Tuesday, April 21, 2015

The Complaint Project - Weeks 2 & 3

I decided to combine Week 2 and Week 3 of the Complaint Project into one post because, honestly, not that much really changed at first. I felt like I needed more quantifiable data (wow, I really do work for Microsoft now) before I could make any observations insightful enough to warrant a post. Three weeks have now passed since the beginning of this project, and while I still cannot guarantee any shrewd nuggets of wisdom, I'll give it a go.

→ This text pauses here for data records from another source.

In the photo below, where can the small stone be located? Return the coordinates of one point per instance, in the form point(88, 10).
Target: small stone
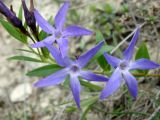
point(21, 92)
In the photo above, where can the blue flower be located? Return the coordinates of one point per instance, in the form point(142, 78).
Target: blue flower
point(73, 69)
point(122, 68)
point(58, 33)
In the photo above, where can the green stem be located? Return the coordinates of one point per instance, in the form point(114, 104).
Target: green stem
point(135, 74)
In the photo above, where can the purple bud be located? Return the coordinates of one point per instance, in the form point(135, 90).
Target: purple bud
point(29, 17)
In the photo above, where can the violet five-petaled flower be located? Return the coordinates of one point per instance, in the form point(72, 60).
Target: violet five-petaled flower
point(59, 33)
point(73, 69)
point(122, 68)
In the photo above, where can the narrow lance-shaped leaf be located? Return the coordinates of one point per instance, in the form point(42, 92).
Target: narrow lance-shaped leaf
point(44, 71)
point(101, 60)
point(24, 58)
point(142, 53)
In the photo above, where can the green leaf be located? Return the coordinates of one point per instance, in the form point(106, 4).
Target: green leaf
point(24, 58)
point(103, 63)
point(20, 16)
point(90, 85)
point(142, 53)
point(44, 71)
point(13, 31)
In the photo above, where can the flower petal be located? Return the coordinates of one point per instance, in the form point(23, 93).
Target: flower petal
point(73, 31)
point(63, 45)
point(76, 88)
point(88, 75)
point(144, 64)
point(112, 85)
point(84, 58)
point(56, 54)
point(132, 83)
point(43, 23)
point(113, 61)
point(54, 79)
point(60, 18)
point(128, 53)
point(48, 40)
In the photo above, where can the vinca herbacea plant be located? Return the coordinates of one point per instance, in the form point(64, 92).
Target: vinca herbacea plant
point(49, 42)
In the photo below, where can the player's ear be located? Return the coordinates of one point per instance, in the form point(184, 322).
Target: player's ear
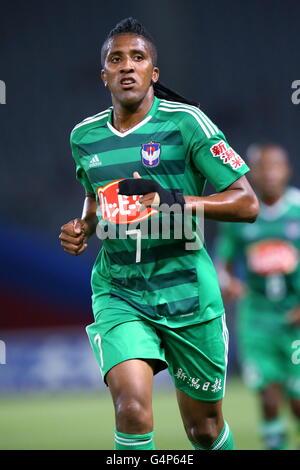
point(103, 77)
point(155, 74)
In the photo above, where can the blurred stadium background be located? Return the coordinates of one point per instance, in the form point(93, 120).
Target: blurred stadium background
point(239, 60)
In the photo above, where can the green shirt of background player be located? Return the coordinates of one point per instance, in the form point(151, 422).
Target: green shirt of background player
point(131, 75)
point(269, 310)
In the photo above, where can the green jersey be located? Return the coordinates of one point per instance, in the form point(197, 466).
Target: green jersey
point(270, 252)
point(178, 146)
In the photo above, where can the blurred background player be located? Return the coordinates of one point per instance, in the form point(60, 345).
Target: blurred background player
point(268, 313)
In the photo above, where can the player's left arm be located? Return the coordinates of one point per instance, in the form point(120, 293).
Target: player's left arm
point(236, 203)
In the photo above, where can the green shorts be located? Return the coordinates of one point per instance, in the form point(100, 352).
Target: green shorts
point(269, 352)
point(196, 355)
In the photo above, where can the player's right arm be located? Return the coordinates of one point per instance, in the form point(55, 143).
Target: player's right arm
point(75, 233)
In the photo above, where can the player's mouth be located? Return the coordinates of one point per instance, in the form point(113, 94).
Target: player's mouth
point(127, 83)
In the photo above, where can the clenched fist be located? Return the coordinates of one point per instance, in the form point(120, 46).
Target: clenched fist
point(73, 237)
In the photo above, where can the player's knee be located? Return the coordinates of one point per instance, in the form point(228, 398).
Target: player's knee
point(204, 433)
point(133, 417)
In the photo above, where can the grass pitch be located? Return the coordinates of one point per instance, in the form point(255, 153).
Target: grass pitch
point(86, 420)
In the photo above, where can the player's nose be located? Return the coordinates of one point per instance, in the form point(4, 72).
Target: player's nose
point(127, 65)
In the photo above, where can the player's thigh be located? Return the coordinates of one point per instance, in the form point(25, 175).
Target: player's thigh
point(259, 356)
point(114, 341)
point(197, 358)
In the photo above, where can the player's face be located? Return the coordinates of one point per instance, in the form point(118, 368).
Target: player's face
point(271, 172)
point(128, 69)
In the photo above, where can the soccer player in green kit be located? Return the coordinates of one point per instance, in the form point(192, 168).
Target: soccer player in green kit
point(268, 313)
point(156, 302)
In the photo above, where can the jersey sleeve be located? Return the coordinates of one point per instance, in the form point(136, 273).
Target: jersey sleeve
point(212, 155)
point(80, 172)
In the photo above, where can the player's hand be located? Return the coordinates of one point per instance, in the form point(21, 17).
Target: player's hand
point(293, 316)
point(152, 193)
point(73, 237)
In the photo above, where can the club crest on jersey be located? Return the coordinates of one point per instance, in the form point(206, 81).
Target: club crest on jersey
point(150, 154)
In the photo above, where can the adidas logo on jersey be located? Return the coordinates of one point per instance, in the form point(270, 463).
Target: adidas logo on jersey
point(94, 161)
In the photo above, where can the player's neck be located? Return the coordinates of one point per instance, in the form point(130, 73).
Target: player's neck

I have learned that I complain about things relating to transportation a lot. Like A LOT a lot. Traffic, parking, other drivers, construction, the number 5 to downtown, the Uber app, Uber drivers, the 520 bridge, how badly the rain affects the driving of Seattleites, and parking yet again. The Complaint Project has really made me zero in on exactly *how much* energy I am using griping about transportation. And the thing is - these are not things I can control. I can complain and whine and bitch, but that is accomplishing exactly nothing. So instead, I'm just trying to enjoy the downtime I have in the car to listen to music & think. I started bringing my book on the bus which makes the time fly. And if I take the bus, I don't have to worry (or complain about) parking. As far as Uber goes, well, they still frustrate me. But I am thankful I have them as an option for a safe ride home.

I have learned to believe in the power of positive thinking. No, really. It's been actually quite incredible how quickly the Complaint Project turned my sometimes-rotten attitude at work (my previous manager calls it "Grumpy Emily") into something else entirely. Dare I say it? Have I become an optimist? By refusing to give in to the Grumpy Emily (I picture her wearing a threadbare Santa hat, Grinch-style) sitting on my shoulder, it's been a lot easier to put a brightside spin on things. No, not everything at work is always going to go the way I'd like it to go. Sometimes I am going to be met with roadblocks and unforseen challenges. Sometimes I am going to be intimidated. Sometimes I am going to feel frustrated. Sometimes it's going to be hard to assume positive intent. But instead of complaining both internally & to everyone who will listen to me about things which, again, I cannot control, I have taken my own advice (shocking!) and put a positive on those things. I may be challenged by a particular coworker or struggle at work, but I am really amazed by how much I learn every day. We don't necessarily have the same communication styles, but I know that we both have the good of the project and the company at heart. I have become, oddly, sunny. I think folks are getting worried....or possibly wondering if I have a secret.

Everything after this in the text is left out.